Looks like a very nice installation job.
As to what temperature, the answer is "it depends."
If you want to go as fast as possible, your objective is to get the car cooled down as much as possible between runs. The 160 thermostat and fan switch will help you a lot. Basically whenever the car is hot, you want to run the fans as much as you safely can w/o running your battery dead. If this is the way you decide to go, carry a set of jumper cables to be safe.
For bracket racing where you want your ¼-mile times to be as consistent as possible, you want to keep your temperate as consistent as possible. It doesn’t particularly matter what you pick as long as it’s the same each time. The fan switch is also very helpful in managing your temp as long as you watch your gauge.
However, the factory water temperature gauge is a totally worthless piece of crap. I had heard this before but never realized how bad it is until I installed a digital gauge last week. Until last fall, I always ran as cold as possible but switched to running at full temperature after I replaced my valve springs because CompCam’s instructions had very emphatic warnings not to exceed 4,000 rpm’s until after the car has been warmed up.
My prior observation had been that the stock gauge gradually rises from cold until it reaches operating temperature at which was point it settles in pointing very steadily slightly left of straight up.

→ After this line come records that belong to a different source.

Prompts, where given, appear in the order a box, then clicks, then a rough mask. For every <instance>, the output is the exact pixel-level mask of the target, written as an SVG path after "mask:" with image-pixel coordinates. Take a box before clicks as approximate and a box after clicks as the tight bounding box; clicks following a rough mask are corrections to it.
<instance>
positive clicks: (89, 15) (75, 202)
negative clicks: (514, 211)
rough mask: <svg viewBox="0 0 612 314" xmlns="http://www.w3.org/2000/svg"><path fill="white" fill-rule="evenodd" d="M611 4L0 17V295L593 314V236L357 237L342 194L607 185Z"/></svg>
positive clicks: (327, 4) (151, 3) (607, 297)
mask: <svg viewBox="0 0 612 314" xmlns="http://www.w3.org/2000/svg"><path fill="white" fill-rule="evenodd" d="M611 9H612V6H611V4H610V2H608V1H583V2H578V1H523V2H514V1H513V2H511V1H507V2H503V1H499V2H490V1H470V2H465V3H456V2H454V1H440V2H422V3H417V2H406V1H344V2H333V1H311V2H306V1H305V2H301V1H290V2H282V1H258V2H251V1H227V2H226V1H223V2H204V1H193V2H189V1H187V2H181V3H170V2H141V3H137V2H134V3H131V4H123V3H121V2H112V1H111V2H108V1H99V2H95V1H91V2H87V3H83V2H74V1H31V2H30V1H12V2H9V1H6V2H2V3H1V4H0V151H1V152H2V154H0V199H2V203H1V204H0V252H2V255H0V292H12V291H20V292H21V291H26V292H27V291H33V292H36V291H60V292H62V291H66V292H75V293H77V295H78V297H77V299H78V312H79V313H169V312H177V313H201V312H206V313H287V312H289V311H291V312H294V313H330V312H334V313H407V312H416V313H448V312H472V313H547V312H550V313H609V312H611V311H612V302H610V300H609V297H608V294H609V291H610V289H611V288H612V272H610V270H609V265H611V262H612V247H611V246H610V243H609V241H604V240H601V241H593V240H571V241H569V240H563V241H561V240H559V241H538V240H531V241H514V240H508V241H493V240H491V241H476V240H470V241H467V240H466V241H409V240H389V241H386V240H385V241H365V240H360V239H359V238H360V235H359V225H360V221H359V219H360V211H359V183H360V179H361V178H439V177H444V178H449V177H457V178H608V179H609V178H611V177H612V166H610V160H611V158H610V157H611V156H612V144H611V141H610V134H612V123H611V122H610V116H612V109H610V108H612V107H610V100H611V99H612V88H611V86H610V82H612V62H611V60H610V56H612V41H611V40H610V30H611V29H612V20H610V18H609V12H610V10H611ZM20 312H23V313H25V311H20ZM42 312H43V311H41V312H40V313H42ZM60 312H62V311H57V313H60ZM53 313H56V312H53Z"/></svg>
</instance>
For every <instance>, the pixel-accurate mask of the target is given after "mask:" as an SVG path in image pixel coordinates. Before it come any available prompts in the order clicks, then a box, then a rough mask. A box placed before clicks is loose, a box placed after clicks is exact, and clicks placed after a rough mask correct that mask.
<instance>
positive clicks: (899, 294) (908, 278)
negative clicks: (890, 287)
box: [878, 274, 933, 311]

I figured that was about 180°. WRONG!!! What I now know is that it reaches straight up at about 170°. After that, it doesn’t matter what the real temperature is. The needle will continue to sit in the same spot for anything up to 230°. As an addicted bracket racer I was really pissed. My car had been very consistent until this year and now I know why my times have recently been all over the place.
So, I would suggest keeping the temp below 170 (where the stock gauge has some value) or else investing in an aftermarket temperature gauge if you want to run warmer.
Last edited by Mr Ed; 07-07-2006 at 03:39 PM.